Yes, right. I did mention these terms, though. But I think here we may play Bourbaki a bit. I am really paving the way for a comprehensive discussion of discrete and codiscrete spaces at cohesive topos.

• CommentRowNumber4.
• CommentAuthorzskoda
• CommentTimeOct 13th 2010
I am sure you are going to describe a magnificent picture...just go on nondistracted :)

I am giving a talk in Vienna on a different topic (key words: Lie algebroids, Leibniz algebras, symmetrization maps, realizations and deformation quantization). I am a bit at the edge of getting sick before the travel. Need some rest before...
• CommentRowNumber5.
• CommentAuthorMike Shulman
• CommentTimeOct 14th 2010

I observe that discrete topology redirects to discrete space, but codiscrete topology redirects to discrete and codiscrete topology. Probably either the first should redirect to discrete and codiscrete topology or the second should redirect to codiscrete space?

• CommentRowNumber6.
• CommentAuthorUrs
• CommentTimeOct 14th 2010

Fixed. i made everything referring specifically to topological spaces redirect to discrete and codiscrete topology.

• CommentRowNumber7.
• CommentAuthorUrs
• CommentTimeMay 21st 2019

added mentioning of the alternative name “chaotic topology” for “indiscrete topology”, and pointer to places that use it (so far: Stacks Projcect 7.6.6, but eventually there should be more canonical pointers)

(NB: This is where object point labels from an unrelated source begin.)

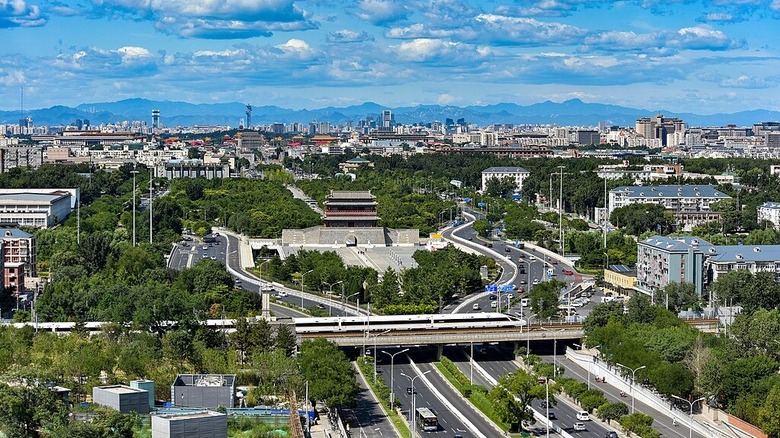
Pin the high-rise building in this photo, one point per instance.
(155, 119)
(388, 120)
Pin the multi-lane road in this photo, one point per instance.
(455, 415)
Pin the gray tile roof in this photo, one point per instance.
(678, 244)
(684, 191)
(14, 233)
(771, 205)
(750, 253)
(505, 170)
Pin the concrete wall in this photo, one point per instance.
(197, 425)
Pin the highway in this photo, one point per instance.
(497, 362)
(663, 421)
(455, 414)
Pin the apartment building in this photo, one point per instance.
(663, 260)
(769, 211)
(690, 204)
(516, 174)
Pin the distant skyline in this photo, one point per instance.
(677, 55)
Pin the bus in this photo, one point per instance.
(427, 420)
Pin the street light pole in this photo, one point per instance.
(134, 172)
(330, 294)
(302, 276)
(547, 404)
(555, 349)
(690, 418)
(633, 378)
(376, 336)
(413, 411)
(392, 374)
(560, 211)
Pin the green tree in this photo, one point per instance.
(285, 339)
(769, 421)
(601, 315)
(612, 411)
(329, 372)
(544, 298)
(26, 410)
(513, 395)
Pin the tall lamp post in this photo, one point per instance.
(555, 349)
(392, 374)
(412, 412)
(134, 172)
(344, 300)
(560, 212)
(260, 270)
(376, 336)
(690, 418)
(302, 276)
(330, 294)
(633, 378)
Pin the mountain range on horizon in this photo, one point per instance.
(572, 112)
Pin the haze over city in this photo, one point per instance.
(695, 56)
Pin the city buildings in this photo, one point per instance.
(350, 209)
(770, 212)
(663, 260)
(516, 174)
(690, 204)
(36, 208)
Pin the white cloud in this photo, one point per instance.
(12, 78)
(382, 11)
(349, 36)
(211, 19)
(17, 13)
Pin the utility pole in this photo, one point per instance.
(151, 197)
(134, 172)
(560, 211)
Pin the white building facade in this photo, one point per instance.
(517, 174)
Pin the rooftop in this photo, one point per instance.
(120, 389)
(678, 244)
(32, 197)
(335, 194)
(752, 253)
(769, 204)
(677, 191)
(505, 170)
(14, 233)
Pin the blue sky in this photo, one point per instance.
(678, 55)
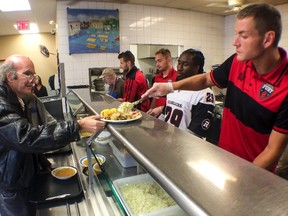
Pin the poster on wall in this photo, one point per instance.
(93, 31)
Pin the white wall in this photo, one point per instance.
(143, 25)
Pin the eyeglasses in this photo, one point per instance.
(30, 77)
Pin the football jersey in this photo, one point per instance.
(190, 110)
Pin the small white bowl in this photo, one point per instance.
(84, 160)
(64, 172)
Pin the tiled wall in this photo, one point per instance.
(213, 35)
(143, 25)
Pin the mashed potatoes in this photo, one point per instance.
(145, 197)
(114, 114)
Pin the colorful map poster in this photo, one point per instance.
(93, 31)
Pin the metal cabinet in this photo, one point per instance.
(202, 178)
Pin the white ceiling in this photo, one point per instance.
(45, 10)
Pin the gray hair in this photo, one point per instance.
(5, 68)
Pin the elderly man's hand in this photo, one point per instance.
(91, 124)
(158, 90)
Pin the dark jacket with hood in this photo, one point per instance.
(25, 133)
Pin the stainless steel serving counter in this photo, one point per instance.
(202, 178)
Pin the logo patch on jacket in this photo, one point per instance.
(266, 90)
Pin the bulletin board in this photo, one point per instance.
(93, 31)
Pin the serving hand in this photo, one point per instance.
(158, 90)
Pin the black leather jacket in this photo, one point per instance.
(21, 142)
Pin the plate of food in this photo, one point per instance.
(64, 172)
(115, 116)
(84, 160)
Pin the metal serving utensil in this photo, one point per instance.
(58, 197)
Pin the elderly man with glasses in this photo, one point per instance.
(24, 135)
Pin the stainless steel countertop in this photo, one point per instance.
(202, 178)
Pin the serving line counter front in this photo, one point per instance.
(202, 178)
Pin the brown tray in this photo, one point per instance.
(47, 186)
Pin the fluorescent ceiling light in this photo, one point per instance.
(33, 29)
(14, 5)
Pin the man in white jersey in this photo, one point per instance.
(189, 110)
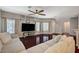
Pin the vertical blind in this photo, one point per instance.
(11, 25)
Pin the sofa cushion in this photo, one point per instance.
(5, 37)
(67, 45)
(1, 45)
(13, 46)
(53, 41)
(63, 37)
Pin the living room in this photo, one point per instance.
(35, 25)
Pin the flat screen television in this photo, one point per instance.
(28, 27)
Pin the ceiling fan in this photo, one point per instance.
(38, 12)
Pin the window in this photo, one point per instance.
(11, 25)
(45, 26)
(37, 26)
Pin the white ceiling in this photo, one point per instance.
(50, 11)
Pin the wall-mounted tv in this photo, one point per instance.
(28, 27)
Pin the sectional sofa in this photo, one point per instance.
(59, 44)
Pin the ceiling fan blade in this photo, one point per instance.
(32, 11)
(43, 14)
(31, 14)
(41, 11)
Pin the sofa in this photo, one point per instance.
(59, 44)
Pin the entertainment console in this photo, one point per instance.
(30, 41)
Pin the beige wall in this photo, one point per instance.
(56, 25)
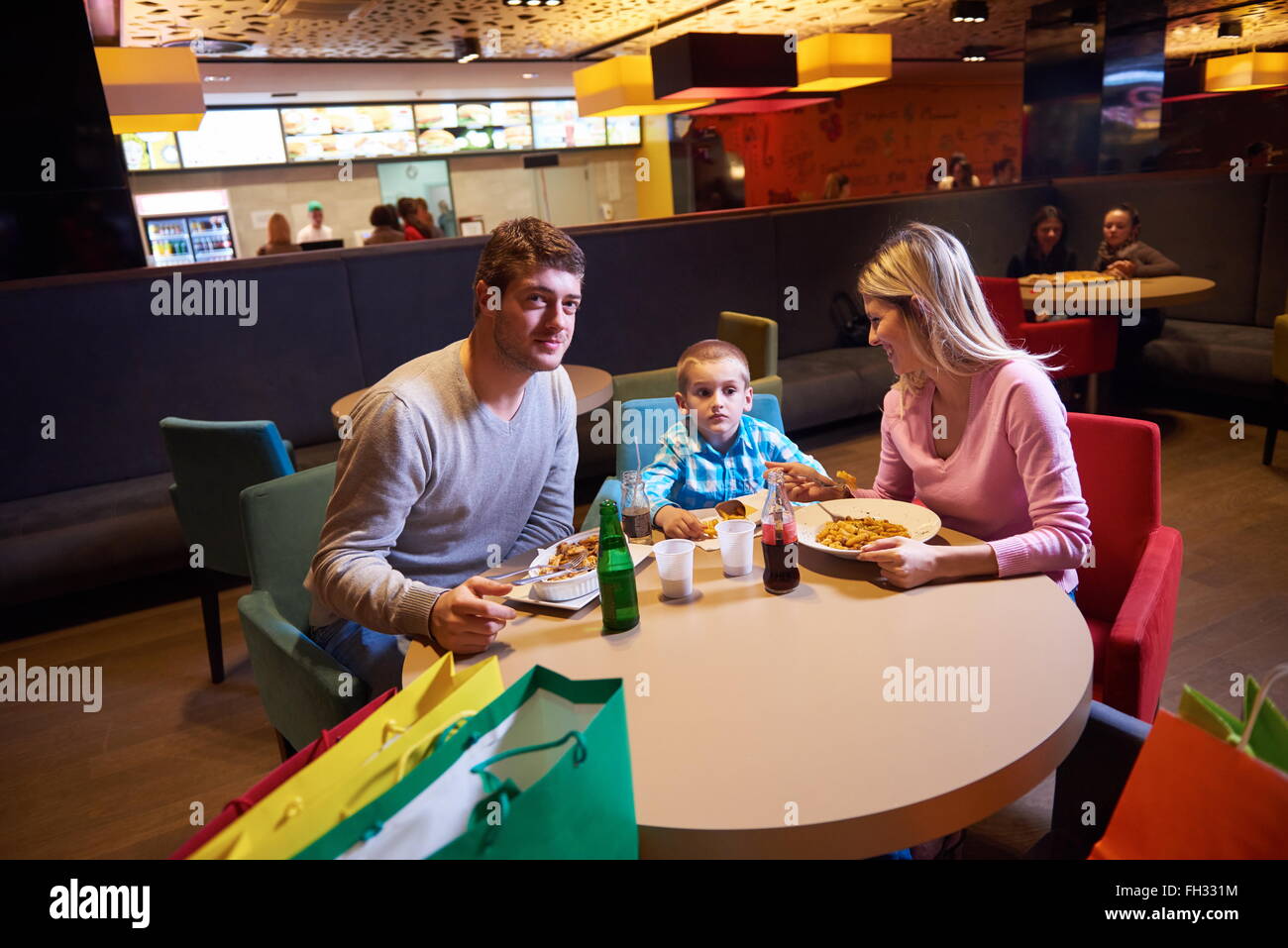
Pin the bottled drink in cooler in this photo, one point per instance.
(778, 537)
(636, 519)
(618, 600)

Incidentally, the Wikipedia entry on Grothendieck topologies currently mixes up the terminology here. Somebody should fix this

• CommentRowNumber8.
• CommentAuthorAli Caglayan
• CommentTimeMay 26th 2019

I seem to recall “chaotic preorder” stands for the right adjoint of the forgetful functor from $Preorder \to Set$, and perhaps elsewhere too. It seems a bit silly to call the indiscrete topology chaotic however, even though it is a right adjoint.

• CommentRowNumber9.
• CommentAuthorTodd_Trimble
• CommentTimeMay 26th 2019

I’m not sure who introduced the term; might it have been Lawvere? Here is one source of discussion: Lawvere.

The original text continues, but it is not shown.